# dome light viper 5904V



## namyenruoj (May 24, 2009)

i installed this viper 5904V on my 1991 toyota celica. i got most of my functions done including the remote start except i can not make my dome light to come on after disarming the car. it say in the manual to use the Black/Yellow from the 24-pin connector but (once i connected to my Red/White car harness that turns on my dome light when you open the doors) my dome light gets dim and then i meter the Black/Yellow wire from the 24-pin i get -12v constant. i also want to use this rear defroster feature but i don't know how. thanks


----------



## jaggerwild (May 21, 2007)

namyenruoj said:


> i installed this viper 5904V on my 1991 toyota celica. i got most of my functions done including the remote start except i can not make my dome light to come on after disarming the car. it say in the manual to use the Black/Yellow from the 24-pin connector but (once i connected to my Red/White car harness that turns on my dome light when you open the doors) my dome light gets dim and then i meter the Black/Yellow wire from the 24-pin i get -12v constant. i also want to use this rear defroster feature but i don't know how. thanks


 Some cars have a negative dome light other have a positive, in that same harness you need to hook up a second wire weather it be pos or neg.

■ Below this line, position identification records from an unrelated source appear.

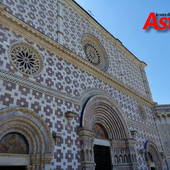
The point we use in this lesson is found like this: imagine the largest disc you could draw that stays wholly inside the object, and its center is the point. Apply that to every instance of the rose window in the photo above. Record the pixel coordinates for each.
(26, 59)
(94, 51)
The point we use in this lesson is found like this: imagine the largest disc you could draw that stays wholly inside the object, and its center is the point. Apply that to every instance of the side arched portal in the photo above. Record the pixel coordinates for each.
(102, 111)
(25, 139)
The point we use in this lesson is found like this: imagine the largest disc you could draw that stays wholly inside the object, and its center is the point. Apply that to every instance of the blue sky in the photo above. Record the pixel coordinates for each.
(125, 20)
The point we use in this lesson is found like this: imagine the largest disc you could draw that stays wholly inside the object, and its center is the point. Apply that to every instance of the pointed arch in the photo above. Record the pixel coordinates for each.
(33, 128)
(101, 110)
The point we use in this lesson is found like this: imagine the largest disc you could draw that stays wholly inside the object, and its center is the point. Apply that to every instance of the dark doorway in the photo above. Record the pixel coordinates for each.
(102, 157)
(12, 168)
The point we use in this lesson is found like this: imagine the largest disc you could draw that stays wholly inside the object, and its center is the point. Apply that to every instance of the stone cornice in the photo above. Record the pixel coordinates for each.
(104, 32)
(139, 124)
(26, 31)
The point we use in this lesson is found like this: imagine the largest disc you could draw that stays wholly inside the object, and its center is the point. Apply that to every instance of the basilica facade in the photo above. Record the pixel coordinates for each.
(72, 96)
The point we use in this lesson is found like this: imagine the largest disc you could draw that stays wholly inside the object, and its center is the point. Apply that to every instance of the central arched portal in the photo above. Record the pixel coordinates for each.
(104, 138)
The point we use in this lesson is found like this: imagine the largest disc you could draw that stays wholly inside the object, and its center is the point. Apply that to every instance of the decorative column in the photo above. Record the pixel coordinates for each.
(60, 23)
(86, 146)
(123, 154)
(145, 82)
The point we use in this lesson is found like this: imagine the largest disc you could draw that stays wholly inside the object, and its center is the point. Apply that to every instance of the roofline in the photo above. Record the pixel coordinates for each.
(119, 42)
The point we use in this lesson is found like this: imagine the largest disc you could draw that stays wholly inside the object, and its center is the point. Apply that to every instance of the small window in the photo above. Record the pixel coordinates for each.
(26, 59)
(141, 112)
(95, 52)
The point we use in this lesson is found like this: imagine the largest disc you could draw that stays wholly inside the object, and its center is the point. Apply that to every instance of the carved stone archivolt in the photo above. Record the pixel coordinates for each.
(26, 59)
(102, 111)
(33, 129)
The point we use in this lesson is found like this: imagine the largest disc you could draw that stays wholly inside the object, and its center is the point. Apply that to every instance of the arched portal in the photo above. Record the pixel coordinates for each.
(103, 119)
(25, 139)
(152, 155)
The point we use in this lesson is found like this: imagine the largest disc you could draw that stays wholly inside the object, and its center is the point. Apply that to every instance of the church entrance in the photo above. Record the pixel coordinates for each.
(102, 157)
(12, 168)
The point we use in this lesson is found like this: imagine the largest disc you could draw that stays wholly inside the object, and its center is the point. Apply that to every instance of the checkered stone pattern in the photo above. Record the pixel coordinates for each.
(39, 14)
(72, 81)
(52, 110)
(75, 26)
(145, 133)
(67, 78)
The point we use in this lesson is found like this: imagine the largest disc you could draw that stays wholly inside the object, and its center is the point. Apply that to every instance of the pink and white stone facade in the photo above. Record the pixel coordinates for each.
(61, 86)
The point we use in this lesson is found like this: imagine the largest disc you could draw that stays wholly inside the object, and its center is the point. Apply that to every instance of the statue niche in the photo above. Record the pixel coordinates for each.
(14, 143)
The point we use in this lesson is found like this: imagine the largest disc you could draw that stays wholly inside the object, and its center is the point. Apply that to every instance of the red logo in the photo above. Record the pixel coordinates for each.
(160, 23)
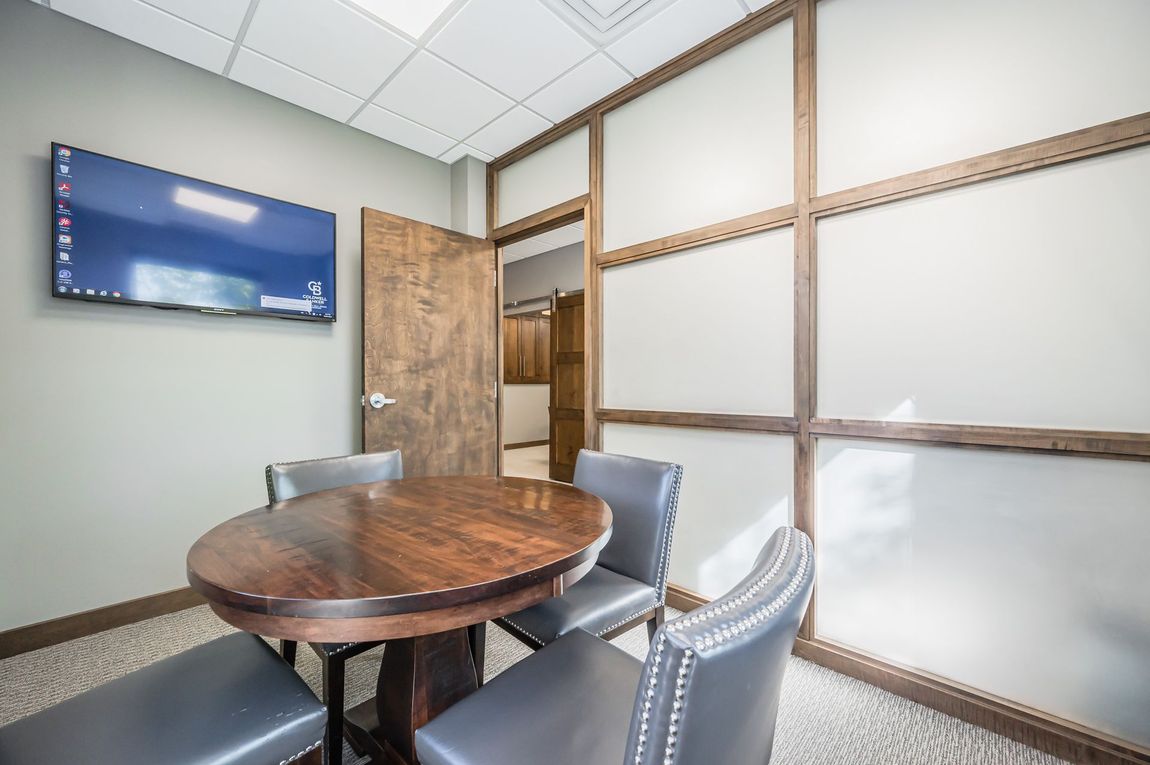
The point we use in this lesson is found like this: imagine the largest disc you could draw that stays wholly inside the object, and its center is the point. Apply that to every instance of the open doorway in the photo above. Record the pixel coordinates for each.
(542, 353)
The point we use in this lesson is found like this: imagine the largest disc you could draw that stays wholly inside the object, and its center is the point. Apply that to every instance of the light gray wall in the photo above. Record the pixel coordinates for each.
(560, 268)
(526, 413)
(469, 197)
(127, 431)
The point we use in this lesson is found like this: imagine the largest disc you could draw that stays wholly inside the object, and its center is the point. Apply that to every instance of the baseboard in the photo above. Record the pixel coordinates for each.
(1053, 735)
(524, 444)
(684, 599)
(52, 632)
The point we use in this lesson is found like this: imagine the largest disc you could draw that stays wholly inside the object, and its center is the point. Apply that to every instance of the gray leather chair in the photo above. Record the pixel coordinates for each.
(708, 691)
(628, 584)
(289, 480)
(229, 702)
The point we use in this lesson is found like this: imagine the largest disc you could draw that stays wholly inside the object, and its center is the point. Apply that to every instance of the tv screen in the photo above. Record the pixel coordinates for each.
(124, 232)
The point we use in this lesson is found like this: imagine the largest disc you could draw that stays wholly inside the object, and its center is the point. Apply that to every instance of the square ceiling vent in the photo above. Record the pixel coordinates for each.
(606, 20)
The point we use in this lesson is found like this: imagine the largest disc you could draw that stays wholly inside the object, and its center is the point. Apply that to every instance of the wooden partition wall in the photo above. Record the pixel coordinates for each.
(965, 431)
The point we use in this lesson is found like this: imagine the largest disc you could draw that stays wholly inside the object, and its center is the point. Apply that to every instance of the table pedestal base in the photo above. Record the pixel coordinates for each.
(419, 679)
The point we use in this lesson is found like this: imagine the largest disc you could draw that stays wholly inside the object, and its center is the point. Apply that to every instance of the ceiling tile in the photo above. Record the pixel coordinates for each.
(409, 16)
(581, 86)
(514, 45)
(462, 150)
(398, 130)
(441, 97)
(679, 28)
(285, 83)
(220, 16)
(328, 40)
(152, 28)
(508, 131)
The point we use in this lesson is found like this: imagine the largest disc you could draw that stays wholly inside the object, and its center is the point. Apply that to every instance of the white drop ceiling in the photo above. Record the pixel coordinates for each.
(545, 242)
(442, 77)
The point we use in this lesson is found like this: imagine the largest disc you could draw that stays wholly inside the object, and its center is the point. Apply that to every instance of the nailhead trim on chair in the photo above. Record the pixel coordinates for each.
(715, 637)
(763, 614)
(634, 616)
(271, 489)
(676, 712)
(301, 754)
(660, 582)
(649, 694)
(705, 614)
(520, 629)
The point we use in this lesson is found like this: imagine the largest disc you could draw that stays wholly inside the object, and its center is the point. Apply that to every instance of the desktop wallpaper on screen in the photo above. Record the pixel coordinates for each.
(124, 232)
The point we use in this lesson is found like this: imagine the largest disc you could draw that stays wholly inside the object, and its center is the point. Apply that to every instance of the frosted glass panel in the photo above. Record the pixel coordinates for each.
(909, 84)
(703, 330)
(713, 144)
(1020, 301)
(737, 489)
(1018, 574)
(554, 174)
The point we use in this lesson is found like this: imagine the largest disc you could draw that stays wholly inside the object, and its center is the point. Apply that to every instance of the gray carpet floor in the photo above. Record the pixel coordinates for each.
(825, 718)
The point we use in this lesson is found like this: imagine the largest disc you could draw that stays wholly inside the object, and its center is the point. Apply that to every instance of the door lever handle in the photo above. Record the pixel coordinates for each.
(378, 400)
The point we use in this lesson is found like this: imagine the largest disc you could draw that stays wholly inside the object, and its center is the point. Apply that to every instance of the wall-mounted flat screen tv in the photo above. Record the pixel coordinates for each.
(124, 232)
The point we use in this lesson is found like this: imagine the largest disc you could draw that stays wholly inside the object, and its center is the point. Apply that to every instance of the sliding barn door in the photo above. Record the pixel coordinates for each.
(566, 410)
(429, 346)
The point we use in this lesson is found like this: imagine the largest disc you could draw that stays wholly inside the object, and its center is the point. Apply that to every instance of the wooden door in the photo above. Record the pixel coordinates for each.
(528, 328)
(511, 349)
(566, 411)
(430, 336)
(543, 350)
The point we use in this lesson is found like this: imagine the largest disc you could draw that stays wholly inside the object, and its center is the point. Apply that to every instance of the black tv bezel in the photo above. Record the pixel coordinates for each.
(177, 306)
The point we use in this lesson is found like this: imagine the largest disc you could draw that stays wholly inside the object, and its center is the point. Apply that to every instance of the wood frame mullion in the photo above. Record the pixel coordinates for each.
(804, 358)
(545, 220)
(592, 303)
(714, 421)
(1057, 150)
(753, 223)
(1082, 443)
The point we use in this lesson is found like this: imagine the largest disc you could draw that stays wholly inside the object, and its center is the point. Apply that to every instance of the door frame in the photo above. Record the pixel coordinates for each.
(547, 220)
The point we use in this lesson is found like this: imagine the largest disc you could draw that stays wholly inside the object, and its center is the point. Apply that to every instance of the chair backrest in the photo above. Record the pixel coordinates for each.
(643, 496)
(710, 688)
(288, 480)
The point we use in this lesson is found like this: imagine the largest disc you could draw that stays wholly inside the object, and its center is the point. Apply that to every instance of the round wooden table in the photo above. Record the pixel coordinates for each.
(413, 561)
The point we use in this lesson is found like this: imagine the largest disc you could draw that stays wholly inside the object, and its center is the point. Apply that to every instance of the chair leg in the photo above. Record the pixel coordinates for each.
(653, 622)
(477, 636)
(288, 650)
(334, 700)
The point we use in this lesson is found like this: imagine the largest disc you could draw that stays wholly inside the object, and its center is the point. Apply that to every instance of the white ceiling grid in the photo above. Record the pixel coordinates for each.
(442, 77)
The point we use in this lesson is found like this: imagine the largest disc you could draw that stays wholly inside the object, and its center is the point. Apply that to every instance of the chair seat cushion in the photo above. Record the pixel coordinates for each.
(568, 704)
(597, 603)
(231, 701)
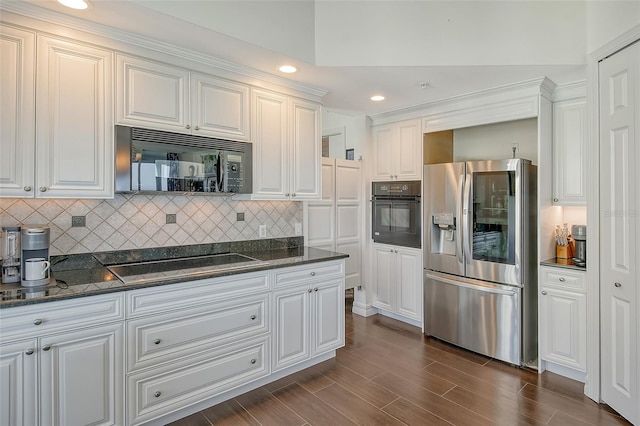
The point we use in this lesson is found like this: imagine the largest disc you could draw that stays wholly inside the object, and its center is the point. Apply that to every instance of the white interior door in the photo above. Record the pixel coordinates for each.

Toys are negative I think. 
The install manual should tell you how to install n hook up the defroster, read the install manual again.


----------



## namyenruoj (May 24, 2009)

what do you mean a second wire?


----------



## jaggerwild (May 21, 2007)

namyenruoj said:


> what do you mean a second wire?


 One senses what the input is(positive or negative) the other wire will use what it senses to make the dome light serpervision either pos. or negative, you see?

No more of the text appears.